Here’s the problem I have with Apple.
It makes good products. Apple has a great marketing team.
But it just don’t deserve the ridiculous adulation heaped upon it by Apple devotees.
Everything Apple does isn’t “new and innovative,” and while it has released game-changing products and pioneered interface design in the past, so has Google, and so has Microsoft, and more recently as well.
Apple’s latest mobile operating system, iOS 7, looks a whole lot like Android — an opinion, to be sure, but one shared by a lot of people.
Windows and Android tablets are more capable than their iPad counterparts — a fact, an indisputable one when you consider that a Windows-based tablet can actually run real programs and not just Apps, and Android allows its developers much more latitude when producing applications.
Macs aren’t better for design, or video or graphics editing anymore. They just aren’t. It may have been true in the past, but it isn’t now.
PCs with the same software, calibrated the same way, with the same hardware specifications, and the same input devices, will always produce identical output, usually for 1/3 to 1/2 of the cost.

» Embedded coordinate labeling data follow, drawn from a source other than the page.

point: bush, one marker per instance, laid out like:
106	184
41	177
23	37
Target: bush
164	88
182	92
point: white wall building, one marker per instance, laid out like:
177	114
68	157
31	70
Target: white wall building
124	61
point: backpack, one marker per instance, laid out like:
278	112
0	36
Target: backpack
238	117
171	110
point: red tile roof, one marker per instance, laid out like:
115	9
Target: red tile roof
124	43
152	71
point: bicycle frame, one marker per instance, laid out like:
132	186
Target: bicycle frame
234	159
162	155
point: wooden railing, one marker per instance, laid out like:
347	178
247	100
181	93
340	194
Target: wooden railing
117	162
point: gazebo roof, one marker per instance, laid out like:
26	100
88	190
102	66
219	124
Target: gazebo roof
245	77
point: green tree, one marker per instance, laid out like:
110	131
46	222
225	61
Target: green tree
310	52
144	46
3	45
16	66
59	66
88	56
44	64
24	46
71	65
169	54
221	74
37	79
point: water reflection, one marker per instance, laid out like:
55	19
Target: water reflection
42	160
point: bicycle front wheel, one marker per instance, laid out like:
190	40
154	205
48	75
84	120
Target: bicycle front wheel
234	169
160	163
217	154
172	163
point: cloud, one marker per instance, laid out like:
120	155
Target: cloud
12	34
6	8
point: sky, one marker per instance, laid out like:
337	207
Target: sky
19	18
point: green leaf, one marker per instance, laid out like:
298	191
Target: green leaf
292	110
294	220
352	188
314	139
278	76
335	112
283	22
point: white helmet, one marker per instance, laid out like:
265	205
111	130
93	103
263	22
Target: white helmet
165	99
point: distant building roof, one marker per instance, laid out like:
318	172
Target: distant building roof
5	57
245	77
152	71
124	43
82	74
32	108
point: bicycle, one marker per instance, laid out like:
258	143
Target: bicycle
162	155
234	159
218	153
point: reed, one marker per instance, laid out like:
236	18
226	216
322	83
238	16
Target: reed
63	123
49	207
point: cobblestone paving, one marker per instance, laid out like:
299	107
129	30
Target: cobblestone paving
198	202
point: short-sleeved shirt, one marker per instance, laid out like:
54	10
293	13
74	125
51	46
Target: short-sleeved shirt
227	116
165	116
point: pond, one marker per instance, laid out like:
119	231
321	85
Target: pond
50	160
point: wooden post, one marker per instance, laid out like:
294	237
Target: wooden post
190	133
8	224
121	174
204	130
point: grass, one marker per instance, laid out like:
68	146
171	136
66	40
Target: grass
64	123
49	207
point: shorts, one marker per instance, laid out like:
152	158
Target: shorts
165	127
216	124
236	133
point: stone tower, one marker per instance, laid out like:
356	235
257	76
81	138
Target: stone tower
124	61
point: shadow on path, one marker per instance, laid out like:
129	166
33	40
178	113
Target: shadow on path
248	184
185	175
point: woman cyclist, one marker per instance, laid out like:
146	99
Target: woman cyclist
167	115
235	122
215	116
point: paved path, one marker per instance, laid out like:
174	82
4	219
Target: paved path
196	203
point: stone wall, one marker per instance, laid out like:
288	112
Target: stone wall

Apple fans will go back to the tired old saw of “Windows ripped off Mac,” but that’s a straw man. Modern Apple computers run an operating system that is based on Unix, and they run on Intel processors. There’s nothing special or unique there.
They claim to be “pro-sumer” — that is consumer oriented (but that’s in the eye of the beholder) — is purely subjective.
For a company like Apple, innovation is key. Releasing incremental improvements of already existing products just isn’t good enough to allow it to maintain a dominant position. And while Apple may remain successful as a business unit, its days as a byword for tablets and smartphones are over.